Cox and its advisers identified the Atina claim as a potential source of incremental value—particularly as it was virtually independent from the company's broader business—and identified legal finance as a tool to unlock immediate value for the company and its creditors.

Following the Chapter 11 filing, Cox and its advisers designed a process to sell or monetize the litigation asset through a competitive, sale process pursuant to the court-approved bid procedures under section 363 of the US Bankruptcy Code, similar to the process that Cox was pursuing for its more traditional oil-and-gas assets. 

Because litigation assets are esoteric, illiquid and difficult to value, generating competition was particularly important for Cox to ensure the most valuable, market-tested transaction. Interested bidders were first identified and invited to submit non-binding indications of interest, based primarily on public information.

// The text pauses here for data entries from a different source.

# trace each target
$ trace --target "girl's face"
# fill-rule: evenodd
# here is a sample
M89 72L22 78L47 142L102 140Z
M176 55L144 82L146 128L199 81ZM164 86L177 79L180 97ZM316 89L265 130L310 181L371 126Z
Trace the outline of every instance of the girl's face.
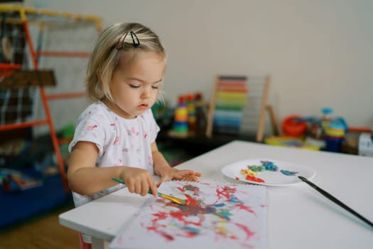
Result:
M109 83L114 102L107 105L126 119L141 115L156 102L165 68L165 60L156 52L136 51L130 60L122 55Z

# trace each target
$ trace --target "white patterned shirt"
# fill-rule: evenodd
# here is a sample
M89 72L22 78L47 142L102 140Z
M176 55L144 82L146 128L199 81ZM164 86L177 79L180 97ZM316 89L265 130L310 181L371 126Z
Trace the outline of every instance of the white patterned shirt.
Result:
M90 142L99 149L97 167L129 166L147 169L154 174L151 144L158 132L151 110L135 119L126 120L98 101L88 106L79 117L69 152L78 142ZM123 187L117 184L90 195L72 192L74 203L79 206Z

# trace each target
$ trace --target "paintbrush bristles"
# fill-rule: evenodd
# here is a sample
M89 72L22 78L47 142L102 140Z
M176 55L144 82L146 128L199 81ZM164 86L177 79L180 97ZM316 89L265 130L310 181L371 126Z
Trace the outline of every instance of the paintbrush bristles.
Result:
M117 181L117 182L119 182L120 184L124 184L124 181L122 180L122 179L120 179L119 178L112 178L112 179L113 181ZM148 194L153 194L153 192L151 191L151 190L149 189L149 191L148 191ZM167 199L168 201L171 201L177 204L180 204L180 205L188 205L189 204L189 200L183 200L183 199L180 199L180 198L176 198L176 197L174 197L174 196L168 196L166 194L161 194L161 193L159 193L158 192L158 196L159 197L161 197L163 198L165 198L165 199Z
M162 197L163 198L167 199L168 201L171 201L177 204L180 204L180 205L188 205L189 204L189 200L183 200L183 199L180 199L180 198L178 198L174 196L168 196L166 194L161 194L161 193L158 193L158 196L159 197Z

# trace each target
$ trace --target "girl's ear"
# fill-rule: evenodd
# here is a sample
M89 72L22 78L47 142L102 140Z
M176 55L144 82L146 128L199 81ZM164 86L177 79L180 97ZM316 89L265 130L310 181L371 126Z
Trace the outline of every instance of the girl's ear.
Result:
M101 78L101 75L99 74L98 69L96 71L96 75L97 75L97 78L99 79L99 84L102 85L102 79Z

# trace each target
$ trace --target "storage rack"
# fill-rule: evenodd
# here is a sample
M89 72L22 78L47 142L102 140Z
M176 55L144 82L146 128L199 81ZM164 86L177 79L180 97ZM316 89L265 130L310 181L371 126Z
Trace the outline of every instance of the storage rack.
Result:
M44 28L48 25L55 23L64 23L76 22L85 23L89 25L94 25L97 33L102 31L101 18L97 16L87 16L82 14L73 14L67 12L58 12L47 9L38 9L31 7L25 7L22 6L14 6L8 4L0 4L0 14L6 16L4 21L7 23L18 23L21 25L24 36L26 38L26 45L28 48L28 53L32 60L32 64L35 72L39 70L39 58L41 56L55 56L55 57L80 57L86 58L90 55L88 52L82 51L52 51L41 50L42 37L44 32ZM36 25L38 26L38 34L37 38L37 46L34 46L29 26ZM12 63L1 63L0 64L0 85L1 81L10 77L17 70L21 68L22 65ZM33 121L21 121L14 123L0 124L0 131L6 131L13 129L21 129L31 127L37 125L48 124L49 127L50 134L53 144L54 152L57 159L58 169L62 178L63 187L66 193L70 192L67 181L66 179L66 174L65 171L65 165L60 150L60 144L66 141L63 139L58 139L56 135L53 121L50 114L48 101L52 100L62 100L72 97L80 97L85 96L84 92L66 92L59 94L47 95L44 86L42 83L40 83L37 86L40 90L40 95L42 100L43 106L46 118L40 120Z

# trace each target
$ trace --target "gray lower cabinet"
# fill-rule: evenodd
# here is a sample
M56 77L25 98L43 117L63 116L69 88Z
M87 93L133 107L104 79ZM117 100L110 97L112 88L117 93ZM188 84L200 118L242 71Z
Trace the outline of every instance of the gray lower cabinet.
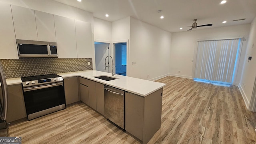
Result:
M96 87L97 111L101 114L104 116L104 85L98 82L95 82L95 86Z
M88 89L89 90L89 106L95 110L97 110L97 99L96 98L96 82L88 80Z
M80 95L81 101L89 105L89 92L88 86L80 84Z
M125 92L125 130L142 144L161 126L162 92L162 88L146 97Z
M7 122L26 118L27 114L21 84L8 86L7 89L8 98L6 117ZM2 97L2 89L0 88L0 94Z
M79 77L81 100L103 116L104 84Z
M66 104L79 101L77 77L65 78L64 80L64 89Z

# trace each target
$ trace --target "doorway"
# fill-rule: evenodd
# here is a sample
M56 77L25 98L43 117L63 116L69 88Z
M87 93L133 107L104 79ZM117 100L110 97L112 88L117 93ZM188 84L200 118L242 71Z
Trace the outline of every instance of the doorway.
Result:
M116 74L126 76L126 42L114 44Z
M105 70L105 59L109 55L109 43L94 42L95 49L95 67L96 70L106 72L112 72L109 67ZM106 65L108 66L108 58L106 59ZM111 69L112 70L112 69Z

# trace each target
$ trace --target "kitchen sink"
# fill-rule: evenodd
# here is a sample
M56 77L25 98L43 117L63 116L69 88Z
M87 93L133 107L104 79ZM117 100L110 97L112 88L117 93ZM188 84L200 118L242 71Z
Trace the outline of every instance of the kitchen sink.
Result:
M110 80L114 80L117 79L117 78L115 78L108 76L94 76L94 77L95 78L99 78L100 79L106 80L106 81L110 81Z

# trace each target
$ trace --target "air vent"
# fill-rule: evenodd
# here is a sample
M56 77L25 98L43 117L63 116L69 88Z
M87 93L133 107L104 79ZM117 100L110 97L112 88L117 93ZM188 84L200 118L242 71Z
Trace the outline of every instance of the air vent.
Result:
M245 20L245 18L242 18L242 19L240 19L233 20L233 22L235 22L235 21L237 21L243 20Z

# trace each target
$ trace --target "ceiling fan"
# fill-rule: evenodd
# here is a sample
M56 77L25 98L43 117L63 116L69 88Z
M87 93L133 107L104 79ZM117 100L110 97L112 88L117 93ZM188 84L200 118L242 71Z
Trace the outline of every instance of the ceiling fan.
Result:
M197 19L196 19L194 20L194 21L195 22L193 23L193 24L192 24L192 26L190 26L190 27L192 27L192 28L191 28L189 30L188 30L188 30L191 30L193 29L196 28L197 28L198 27L206 26L212 26L212 24L205 24L205 25L201 25L201 26L197 26L197 23L196 23L196 22L197 20Z

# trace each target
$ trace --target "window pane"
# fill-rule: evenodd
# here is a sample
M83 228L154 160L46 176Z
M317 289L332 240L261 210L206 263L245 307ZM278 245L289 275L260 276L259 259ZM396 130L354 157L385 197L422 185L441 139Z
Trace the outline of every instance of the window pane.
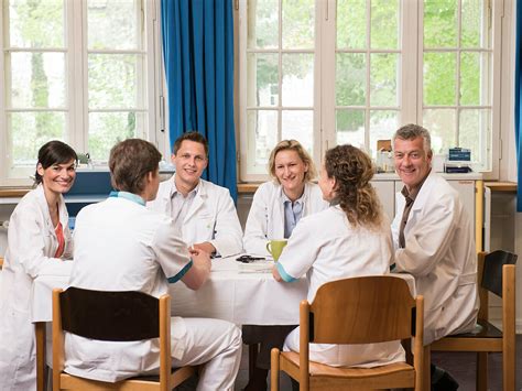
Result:
M313 48L314 0L283 0L283 48Z
M370 111L370 151L372 155L377 152L378 140L391 140L399 128L399 111L396 110L371 110Z
M424 47L457 45L457 6L455 0L424 0Z
M64 47L64 1L9 1L9 35L15 47Z
M253 138L254 155L249 154L254 165L265 166L269 162L270 152L278 143L278 111L275 110L249 110L247 113L247 128ZM251 151L251 146L248 148Z
M491 110L461 110L458 146L471 150L471 161L486 163L491 137Z
M336 105L360 106L366 102L366 55L338 53L336 64Z
M65 112L11 112L7 120L15 166L34 166L40 146L51 140L65 140Z
M455 105L457 56L424 53L424 105Z
M279 47L279 1L247 1L248 48Z
M142 55L90 54L88 66L89 108L143 108Z
M366 0L337 1L337 48L366 48Z
M449 148L457 145L455 110L424 110L423 127L429 131L434 153L447 154Z
M252 53L247 56L247 105L279 105L278 55Z
M460 104L491 105L489 53L463 52L460 57Z
M7 57L11 68L11 107L65 106L65 54L18 52Z
M463 0L461 46L490 47L491 29L488 29L489 15L483 0Z
M370 104L398 106L396 78L398 54L371 54Z
M283 111L281 117L281 139L295 139L312 154L314 146L314 111Z
M337 144L351 144L366 150L365 110L336 110Z
M314 55L283 54L283 106L314 105Z
M143 138L145 115L143 112L90 112L88 152L98 162L109 159L110 149L129 138Z
M371 47L398 48L399 1L371 1Z
M88 0L88 48L140 50L141 6L137 0Z

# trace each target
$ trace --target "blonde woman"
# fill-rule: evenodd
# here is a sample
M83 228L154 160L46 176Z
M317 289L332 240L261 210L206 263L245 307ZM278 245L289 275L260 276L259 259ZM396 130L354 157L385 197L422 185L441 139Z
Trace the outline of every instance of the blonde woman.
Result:
M301 218L324 210L312 158L296 140L283 140L272 150L269 173L273 181L259 186L244 229L243 248L248 253L269 257L267 242L287 239ZM270 349L282 348L284 338L296 326L244 326L243 341L260 343L255 370L247 391L267 390Z
M283 140L272 150L269 173L273 181L263 183L253 195L244 227L243 248L252 254L270 256L267 241L286 239L298 220L324 210L312 158L296 140Z
M292 282L306 275L312 302L328 281L389 272L393 260L390 224L370 184L372 176L371 160L359 149L339 145L326 152L319 186L331 206L301 220L274 267L275 280ZM298 351L298 347L296 328L286 337L284 349ZM377 367L404 361L404 350L399 341L311 344L309 359L339 367Z

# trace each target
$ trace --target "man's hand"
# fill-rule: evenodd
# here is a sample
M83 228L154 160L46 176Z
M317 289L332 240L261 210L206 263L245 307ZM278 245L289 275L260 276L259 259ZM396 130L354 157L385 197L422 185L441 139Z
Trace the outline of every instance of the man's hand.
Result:
M210 274L210 254L197 248L188 249L193 265L188 272L182 278L182 281L191 290L198 290Z
M205 252L208 252L209 254L216 252L216 248L213 246L213 243L208 241L204 241L203 243L194 243L191 248L188 248L188 251L196 251L196 250L203 250Z

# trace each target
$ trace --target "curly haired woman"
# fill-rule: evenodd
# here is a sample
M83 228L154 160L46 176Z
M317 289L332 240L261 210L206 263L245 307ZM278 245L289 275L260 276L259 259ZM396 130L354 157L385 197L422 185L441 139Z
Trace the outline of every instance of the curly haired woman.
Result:
M328 150L320 170L323 198L331 206L304 217L273 269L278 281L307 275L308 301L317 289L334 280L387 274L393 261L390 222L370 184L370 158L351 145ZM298 351L300 329L284 344ZM309 359L338 367L377 367L404 361L399 341L368 345L311 344Z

A subset of those bidders were then invited to conduct additional diligence and submit a binding offer, along with a deposit. The process culminated in a live auction in August 2023 for the litigation asset, where two qualified bidders participated. Burford was announced as the stalking horse bidder before the auction, and Burford’s bid—US$26 million at close in return for 85% of the net litigation proceeds—was ultimately the highest and best bid at the auction. The Atina litigation generated the second-largest selling price of all of the Cox assets that were auctioned. The debtors then sought bankruptcy court approval of the Burford transaction.

As it turned out, a week after the auction, the parties settled the Atina litigation. The settlement provided for a sum of $45 million to be paid to Cox and was approved by the bankruptcy court in early September. Although the litigation finance transaction did not move forward, Burford was recognised as having driven incremental value to the debtor at a critical time by setting a floor for the value of the litigation, and received a breakup fee as compensation.

Cox and its advisers identified the Atina litigation as a valuable asset in addition to the company’s traditional oil and gas assets and created a roadmap for other companies in bankruptcy with substantial litigation assets to run a process that can generate substantial incremental value for the company and its creditors.

More generally, the legal finance market can deliver a variety of tailored solutions to help companies extract value from their litigation assets, which should no longer be overlooked as potential sources of liquidity for financially distressed companies and their advisers.